The good news: The martinis are strong and well calibrated, with flavorful aftertastes like raspberry or hazelnut. Bailey's gives the libations at Absolutli Goosed a run for their money. Pizzettas play sweet-salty combinations well: pears, arugula and Stilton on the Park pizzetta; poached fig, Brie, walnuts and honey on the Lafayette; sweet potatoes, black pepper and fontina on the Eighteenth. (A small setback on the Mississippi: Red onion would match better than white with the smoked salmon, capers and crème fraîche.)

But back to that menu: Taking it all in and figuring out a course of action can trigger a premature sugar crash. For a full meal, should it go pizzettas, cheese, dessert? And if so, shouldn't Savory come before Cheeses on the menu? How many people can reasonably share one serving of cheese? Does "Bailey's ice cream" mean that it's flavored with Baileys liqueur, or is it a signature house concoction? What exactly constitutes the difference between a chocolate martini and a liquid dessert martini? Does the latter come with a bobbing scoop of ice cream, as the cinnamon and stout beer float does -- an item hidden at the back of the drinks menu, the lone potent entry under the other liquid desserts listings?

In spite of its breadth, Bailey's menu is one of few words. This does not help. The list of fifteen chocolate martinis provides no hint of ingredients, only cryptic, one-adjective descriptions: a "clear" chocolate martini is "refreshing," an orange one is "sophisticated," the fuzzy is "perfect." Same goes for some of the ten liquid dessert martinis ("orange ginger" equals "a little kick"), while the rest of them -- plus the subsequent four pages of wine and beer -- carry no explanatory text whatsoever.

The cheese page fares a bit better (Parmigiano Reggiano equals "dry and a little salty"; Délice de France Camembert equals "creamy like Brie and more complex"), but truth be told, the cheese counter at Whole Foods offers more helpful and enticing descriptions. It also offers more enticing cheeses. The Chocolate Bar's cheese selection leans toward the safest of pedestrian bets: straight-up Brie, Jarlsberg, two kinds of cheddar. At least, unlike the wine page, the cheese page mentions each item's country of origin. While we're on the subject of wine and cheese, it'd be nice if the two pages combined forces; as it is, only one cheese, the Petite Basque, comes with a wine-pairing suggestion, and that suggestion is: "white."
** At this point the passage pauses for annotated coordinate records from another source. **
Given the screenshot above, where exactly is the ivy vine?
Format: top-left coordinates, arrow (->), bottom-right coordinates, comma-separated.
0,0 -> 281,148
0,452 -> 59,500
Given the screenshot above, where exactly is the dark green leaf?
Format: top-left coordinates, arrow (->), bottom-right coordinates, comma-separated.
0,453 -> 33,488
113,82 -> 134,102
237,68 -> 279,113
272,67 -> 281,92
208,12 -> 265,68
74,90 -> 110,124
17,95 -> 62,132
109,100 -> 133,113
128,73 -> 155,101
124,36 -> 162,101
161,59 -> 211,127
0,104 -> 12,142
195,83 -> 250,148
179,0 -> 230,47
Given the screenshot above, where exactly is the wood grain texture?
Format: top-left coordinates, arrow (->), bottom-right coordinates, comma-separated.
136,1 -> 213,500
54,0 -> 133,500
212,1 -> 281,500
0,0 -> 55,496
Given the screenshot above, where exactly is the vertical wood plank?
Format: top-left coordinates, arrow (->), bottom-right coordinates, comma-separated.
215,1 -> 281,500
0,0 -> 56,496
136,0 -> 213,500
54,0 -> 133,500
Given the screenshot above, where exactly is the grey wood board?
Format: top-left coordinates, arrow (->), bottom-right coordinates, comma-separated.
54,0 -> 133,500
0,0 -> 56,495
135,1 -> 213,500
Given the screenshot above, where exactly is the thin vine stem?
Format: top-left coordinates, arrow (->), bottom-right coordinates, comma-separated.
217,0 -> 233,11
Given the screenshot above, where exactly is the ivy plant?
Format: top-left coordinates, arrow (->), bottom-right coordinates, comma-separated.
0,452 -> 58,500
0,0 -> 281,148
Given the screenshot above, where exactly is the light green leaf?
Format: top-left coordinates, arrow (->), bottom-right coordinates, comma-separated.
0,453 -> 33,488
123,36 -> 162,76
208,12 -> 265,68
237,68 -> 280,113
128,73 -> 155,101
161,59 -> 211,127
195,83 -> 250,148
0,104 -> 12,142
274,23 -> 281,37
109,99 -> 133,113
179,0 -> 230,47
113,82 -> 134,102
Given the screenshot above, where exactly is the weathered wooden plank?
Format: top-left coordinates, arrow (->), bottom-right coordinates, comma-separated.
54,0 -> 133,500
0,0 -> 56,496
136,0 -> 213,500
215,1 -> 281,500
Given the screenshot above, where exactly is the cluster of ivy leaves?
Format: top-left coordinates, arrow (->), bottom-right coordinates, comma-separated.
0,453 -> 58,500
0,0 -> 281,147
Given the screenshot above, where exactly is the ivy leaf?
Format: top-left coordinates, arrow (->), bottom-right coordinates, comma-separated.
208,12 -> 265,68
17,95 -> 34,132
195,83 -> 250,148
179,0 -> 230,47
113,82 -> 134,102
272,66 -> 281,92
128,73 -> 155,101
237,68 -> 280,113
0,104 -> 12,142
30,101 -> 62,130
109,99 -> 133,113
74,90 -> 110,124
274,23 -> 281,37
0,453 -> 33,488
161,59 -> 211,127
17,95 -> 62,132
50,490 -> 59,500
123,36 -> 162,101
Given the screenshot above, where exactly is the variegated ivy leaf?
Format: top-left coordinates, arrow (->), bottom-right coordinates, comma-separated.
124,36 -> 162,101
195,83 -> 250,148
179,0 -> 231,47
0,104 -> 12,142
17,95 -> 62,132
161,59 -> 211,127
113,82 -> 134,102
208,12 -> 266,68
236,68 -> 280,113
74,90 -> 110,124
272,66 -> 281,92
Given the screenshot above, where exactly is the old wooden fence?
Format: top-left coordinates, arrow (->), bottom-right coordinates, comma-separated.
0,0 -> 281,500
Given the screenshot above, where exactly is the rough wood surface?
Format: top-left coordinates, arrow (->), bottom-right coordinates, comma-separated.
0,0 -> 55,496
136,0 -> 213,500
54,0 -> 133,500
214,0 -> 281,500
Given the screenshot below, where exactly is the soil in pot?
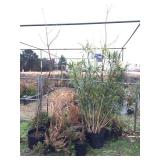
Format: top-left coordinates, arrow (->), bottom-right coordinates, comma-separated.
86,130 -> 105,149
28,127 -> 46,149
74,141 -> 87,156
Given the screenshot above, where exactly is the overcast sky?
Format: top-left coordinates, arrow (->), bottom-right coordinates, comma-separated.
20,0 -> 142,64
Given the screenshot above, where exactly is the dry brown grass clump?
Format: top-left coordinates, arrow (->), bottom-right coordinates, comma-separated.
48,88 -> 80,123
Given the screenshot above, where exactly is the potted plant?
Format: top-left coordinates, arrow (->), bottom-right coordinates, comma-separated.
69,44 -> 123,148
28,112 -> 50,149
72,126 -> 87,156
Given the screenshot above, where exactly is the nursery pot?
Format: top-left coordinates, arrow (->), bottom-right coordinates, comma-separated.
104,128 -> 111,140
74,141 -> 87,156
28,127 -> 46,149
86,130 -> 105,149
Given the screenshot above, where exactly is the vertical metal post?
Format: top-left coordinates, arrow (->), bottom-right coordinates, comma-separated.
122,48 -> 124,62
40,50 -> 43,75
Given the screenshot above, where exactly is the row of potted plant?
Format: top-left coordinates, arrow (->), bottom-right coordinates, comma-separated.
28,44 -> 124,155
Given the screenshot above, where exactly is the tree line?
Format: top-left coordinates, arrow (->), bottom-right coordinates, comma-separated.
20,49 -> 67,72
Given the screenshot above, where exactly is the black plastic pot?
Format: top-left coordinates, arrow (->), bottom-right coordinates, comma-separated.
28,127 -> 46,149
111,124 -> 122,139
104,128 -> 111,140
86,130 -> 105,149
74,141 -> 87,156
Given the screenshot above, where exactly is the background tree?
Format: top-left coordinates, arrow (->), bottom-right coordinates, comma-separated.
58,55 -> 67,70
20,49 -> 40,71
42,58 -> 55,71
When a menu's short on details, it's up to the help to sidle up and, well, help. The staff does seem to know those martini recipes by rote, but servers don't offer much in the way of sophisticated knowledge when it comes to pairing wine and cheese. What's more, when the house is packed service is slow and waits are long. On one visit we finished our pizzettas just as the glasses of wine we'd ordered to go with them arrived. Twice we didn't receive knives (omitted from the table settings) along with cheese platters. When we requested them, we were supplied with regular ol' dinner knives, not cheese knives.

Of the thirteen plated desserts, the two best are the two straightforward, unfussed-with classics: the crème brûlée (a gimme at any restaurant) and the Bailey's Chocolate Brownie, which is simply brownie à la mode with a little bit of drizzled caramel. The brownie is heaven. It's just a little underdone on the inside but still boasts that great crust that brownies get on top when they're baked just right. Where other desserts falter -- the banana cake layered with strawberry cream is too dense to be decadent, and the "simple pound cake" with lemon sauce and fresh berries is really more like a Bundt cake, which is not so much simple as pedestrian -- these two are bound to instill sugarplum dreams.

That may belie the Chocolate Bar's racier expectations, but hey, sometimes simple and sweet really is sexier.